О начальнике политического отдела бригады Р. Плиеве у меня сохранились очень противоречивые, но при всем этом очень неприятные воспоминания. С точки зрения профессионализма он был политработником высокого класса. Он обладал абсолютной информацией о положении дел в подразделениях, хотя появлялся в них очень редко. Знал то, чего не знали командиры и политработники этих подразделений. Умело организовал в бригаде сеть своих информаторов, благодаря чему знал о каждом офицере, солдате все, что его интересовало, включая и негатив. Был неразговорчив, скрытен, держался со всеми на дистанции.

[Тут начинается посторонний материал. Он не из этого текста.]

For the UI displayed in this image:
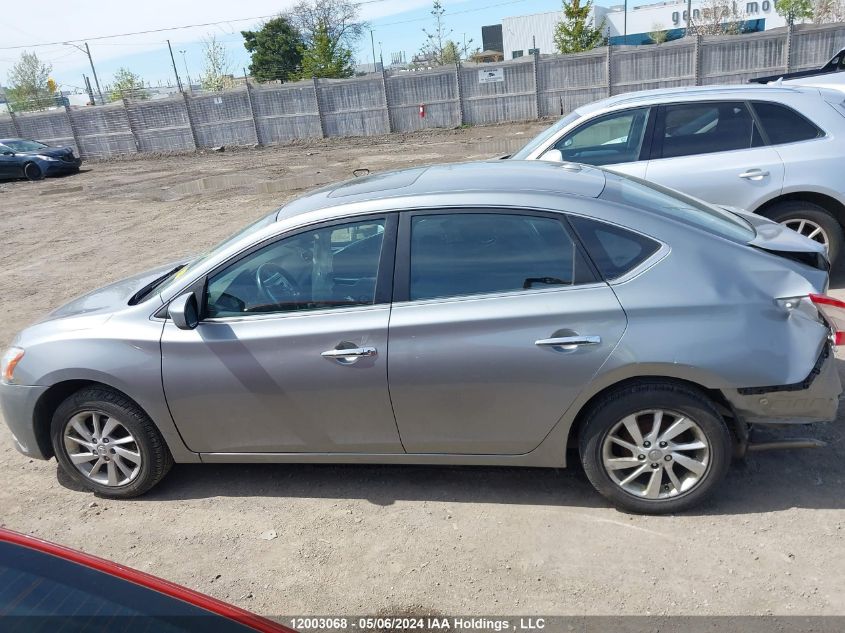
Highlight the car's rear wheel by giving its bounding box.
[23,163,44,180]
[579,382,731,514]
[766,200,845,262]
[51,387,173,499]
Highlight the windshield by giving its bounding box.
[510,110,581,160]
[2,139,50,152]
[153,209,279,300]
[599,172,757,242]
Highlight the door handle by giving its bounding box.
[739,169,769,180]
[534,336,601,349]
[320,347,378,364]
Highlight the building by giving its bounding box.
[481,24,505,53]
[502,0,786,59]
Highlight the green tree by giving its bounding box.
[6,51,55,112]
[200,35,235,90]
[300,20,355,79]
[775,0,814,24]
[554,0,605,54]
[440,40,461,64]
[107,68,150,101]
[241,15,305,81]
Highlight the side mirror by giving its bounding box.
[167,292,200,330]
[540,149,563,163]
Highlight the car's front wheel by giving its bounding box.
[51,387,173,499]
[579,382,732,514]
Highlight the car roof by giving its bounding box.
[578,84,819,114]
[276,160,606,220]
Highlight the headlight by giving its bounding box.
[0,347,24,383]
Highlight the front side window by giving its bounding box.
[752,101,824,145]
[409,213,594,300]
[206,220,384,318]
[658,101,762,158]
[555,108,649,165]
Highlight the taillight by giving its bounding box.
[810,294,845,345]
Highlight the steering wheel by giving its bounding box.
[255,262,300,305]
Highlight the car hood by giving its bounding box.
[724,207,827,260]
[40,262,179,322]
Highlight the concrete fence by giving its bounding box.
[6,23,845,158]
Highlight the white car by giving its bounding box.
[510,85,845,261]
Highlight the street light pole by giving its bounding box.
[64,42,105,103]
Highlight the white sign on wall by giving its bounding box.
[478,68,505,84]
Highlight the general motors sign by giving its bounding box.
[478,68,505,84]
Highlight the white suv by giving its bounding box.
[510,85,845,261]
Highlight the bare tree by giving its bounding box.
[687,0,746,36]
[290,0,367,50]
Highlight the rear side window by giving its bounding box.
[753,101,824,145]
[569,216,660,279]
[409,213,595,300]
[658,101,763,158]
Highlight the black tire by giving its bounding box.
[23,163,44,180]
[579,382,732,514]
[764,200,845,263]
[50,387,173,499]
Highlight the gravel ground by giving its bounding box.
[0,123,845,617]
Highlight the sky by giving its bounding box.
[0,0,592,91]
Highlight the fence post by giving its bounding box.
[381,68,396,132]
[182,92,200,149]
[244,75,264,147]
[121,97,141,153]
[784,20,795,73]
[532,48,540,119]
[9,108,23,137]
[692,35,701,86]
[311,77,326,138]
[65,105,84,158]
[455,61,466,125]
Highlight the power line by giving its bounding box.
[0,0,388,50]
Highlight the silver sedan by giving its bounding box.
[0,161,845,513]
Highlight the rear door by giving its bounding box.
[645,101,784,210]
[388,210,626,454]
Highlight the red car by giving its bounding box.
[0,528,296,633]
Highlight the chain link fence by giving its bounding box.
[6,23,845,159]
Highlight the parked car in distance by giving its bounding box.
[0,527,296,633]
[511,85,845,261]
[0,138,82,180]
[0,161,845,513]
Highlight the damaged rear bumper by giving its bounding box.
[723,344,842,424]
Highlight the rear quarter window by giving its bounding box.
[752,101,824,145]
[569,216,660,280]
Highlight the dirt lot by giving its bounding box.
[0,124,845,616]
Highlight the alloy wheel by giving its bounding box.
[602,409,710,499]
[781,218,830,248]
[63,411,141,486]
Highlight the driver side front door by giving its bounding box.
[161,216,404,454]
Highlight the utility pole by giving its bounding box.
[167,40,185,92]
[62,42,105,103]
[179,51,192,92]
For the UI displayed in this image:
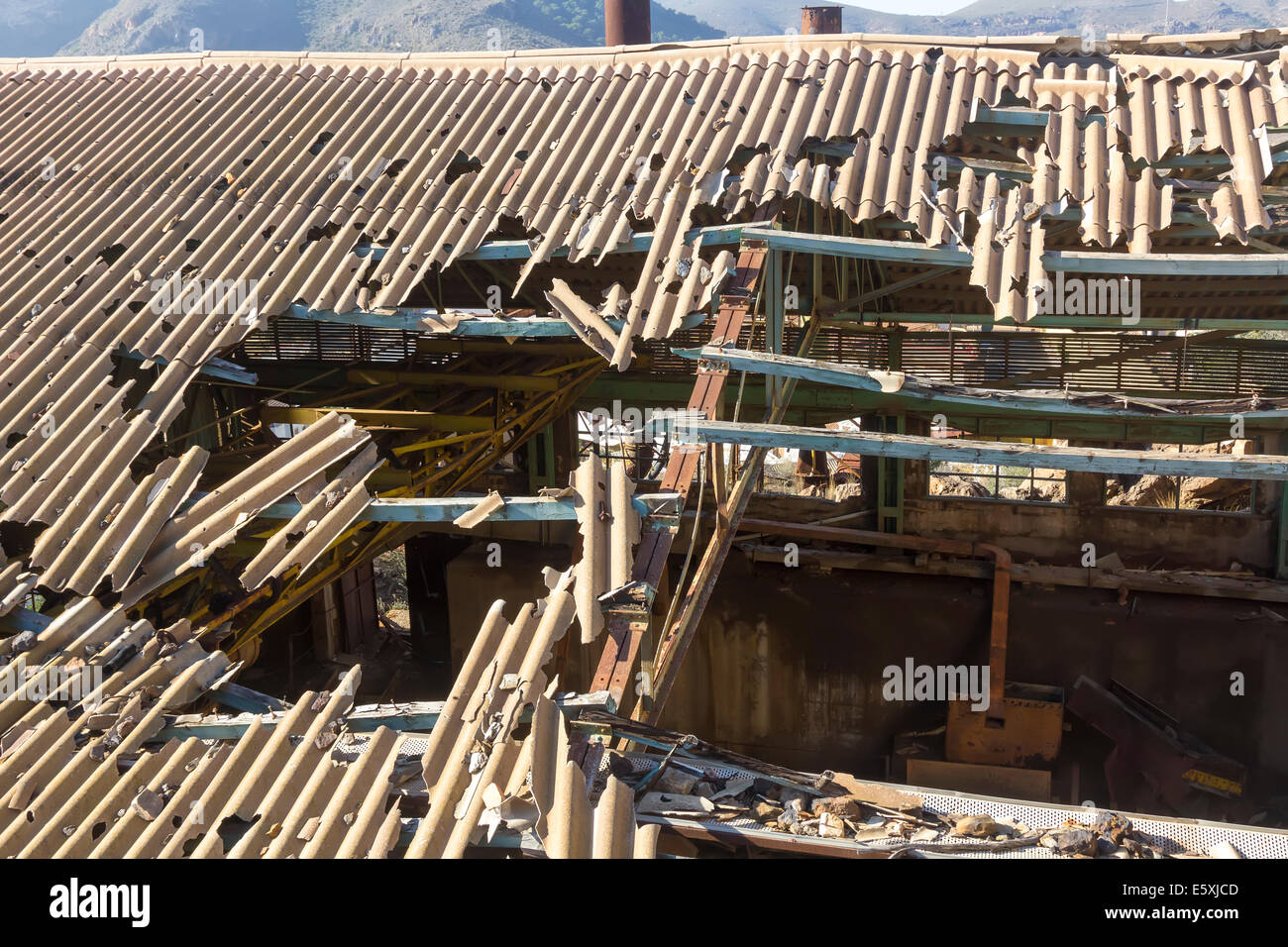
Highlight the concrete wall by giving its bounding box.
[664,553,1288,777]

Лицо его всегда выражало какое-то недовольство, превосходство и пренебрежение к окружающим, великую озабоченность. Его холодок ощущали всегда, даже когда казалось, что разговор идет «по душам». Не тянулись к нему люди, хотя по должности все должно было быть наоборот. Помимо должности нужны были еще и человечность, отзывчивость, душевность, у него же этого не было. Многим офицерам он исковеркал военную карьеру и судьбу. И дело не в том, что жестких мер требовала обстановка и он действовал и поступал в соответствии с велением времени и конкретной ситуацией. Командир и другие заместители тоже были и строги, и требовательны, и порой даже жестковаты, но их требовательность и твердость чередовались с чисто человеческими, нормальными отношениями. У Плиева все было служебным, официальным, натянутым, двуликим. Он был как те афганцы: говорил — одно, думал — другое, а делал — третье.